France: le Parlement adopte la loi controversée de lutte contre la haine sur internet
Le Parlement a adopté définitivement mercredi, par un ultime vote à main levée de l’Assemblée, la proposition de loi controversée de Laetitia Avia (LREM) de lutte contre la haine en ligne.
Le texte prévoit pour plateformes et moteurs de recherche l’obligation de retirer sous 24 heures les contenus « manifestement » illicites, sous peine d’être condamnés à des amendes jusqu’à 1,25 million d’euros.
La majorité ainsi que les députés UDI-Agir ont majoritairement voté pour, les socialistes se sont pour la plupart abstenus, tandis que les parlementaires de droite, de Libertés et territoires, de LFI et du RN s’y sont opposés.

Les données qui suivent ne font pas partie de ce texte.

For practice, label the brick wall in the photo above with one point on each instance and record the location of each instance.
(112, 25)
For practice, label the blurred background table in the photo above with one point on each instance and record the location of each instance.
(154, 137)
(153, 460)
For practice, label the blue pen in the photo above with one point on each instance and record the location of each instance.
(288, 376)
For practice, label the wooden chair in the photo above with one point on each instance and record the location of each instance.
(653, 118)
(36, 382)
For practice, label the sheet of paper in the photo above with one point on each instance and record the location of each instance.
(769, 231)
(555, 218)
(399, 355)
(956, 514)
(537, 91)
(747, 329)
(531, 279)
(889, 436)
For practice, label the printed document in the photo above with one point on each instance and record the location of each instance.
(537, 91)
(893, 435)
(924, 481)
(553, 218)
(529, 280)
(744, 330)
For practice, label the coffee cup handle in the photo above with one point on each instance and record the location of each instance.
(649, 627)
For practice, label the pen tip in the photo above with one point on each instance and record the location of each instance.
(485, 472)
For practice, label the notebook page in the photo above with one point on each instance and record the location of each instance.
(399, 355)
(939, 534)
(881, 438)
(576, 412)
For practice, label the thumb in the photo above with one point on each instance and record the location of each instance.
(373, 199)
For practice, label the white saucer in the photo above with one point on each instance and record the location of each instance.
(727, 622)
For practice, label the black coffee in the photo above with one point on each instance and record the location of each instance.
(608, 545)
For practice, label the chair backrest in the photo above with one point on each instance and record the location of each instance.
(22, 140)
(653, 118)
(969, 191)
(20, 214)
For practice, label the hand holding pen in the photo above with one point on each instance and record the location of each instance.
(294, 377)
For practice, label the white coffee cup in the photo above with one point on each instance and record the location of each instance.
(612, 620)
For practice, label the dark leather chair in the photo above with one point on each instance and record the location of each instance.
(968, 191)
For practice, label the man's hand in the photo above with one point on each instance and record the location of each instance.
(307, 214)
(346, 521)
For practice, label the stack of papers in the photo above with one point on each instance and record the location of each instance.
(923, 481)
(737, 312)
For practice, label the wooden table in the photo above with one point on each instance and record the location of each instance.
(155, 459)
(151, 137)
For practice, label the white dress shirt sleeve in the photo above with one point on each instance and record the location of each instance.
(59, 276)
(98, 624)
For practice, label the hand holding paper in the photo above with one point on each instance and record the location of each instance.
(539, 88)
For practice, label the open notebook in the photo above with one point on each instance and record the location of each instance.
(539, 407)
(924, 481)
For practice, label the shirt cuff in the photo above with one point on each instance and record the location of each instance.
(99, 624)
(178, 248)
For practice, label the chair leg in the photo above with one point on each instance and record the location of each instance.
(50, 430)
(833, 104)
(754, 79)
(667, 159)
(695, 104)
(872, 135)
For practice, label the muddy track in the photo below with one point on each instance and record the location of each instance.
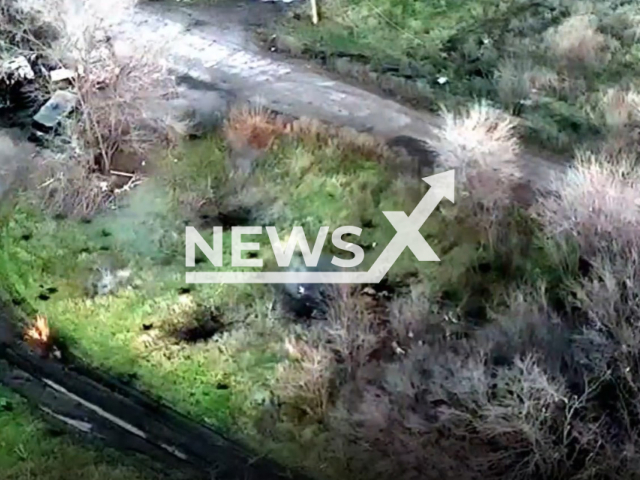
(216, 46)
(103, 408)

Le vote est intervenu alors que la députée Laetitia Avia qui porte cette proposition de loi est mise directement en cause par Mediapart pour des « humiliations à répétition » et des « propos à connotation sexiste, homophobe et raciste » à l’encontre de ses cinq ex-collaborateurs parlementaires.
L’élue de Paris, qui dénonce des « allégations mensongères », a indiqué qu’elle allait déposer plainte pour diffamation.
La parlementaire de 34 ans, avocate de profession, vise avec sa proposition de loi « la fin de l’impunité » en ligne. Il s’agit du premier texte au menu sans lien avec le coronavirus, depuis le début de l’épidémie en France.
Dans le droit fil de l’engagement d’Emmanuel Macron depuis 2018 à renforcer la lutte contre la haine raciste et antisémite qui prospère sur internet, la proposition de loi avait entamé son parcours parlementaire en avril 2019, puis a été assez largement remaniée, au gré des critiques ou observations, jusqu’à la Commission européenne qui demandait un meilleur ciblage des contenus incriminés.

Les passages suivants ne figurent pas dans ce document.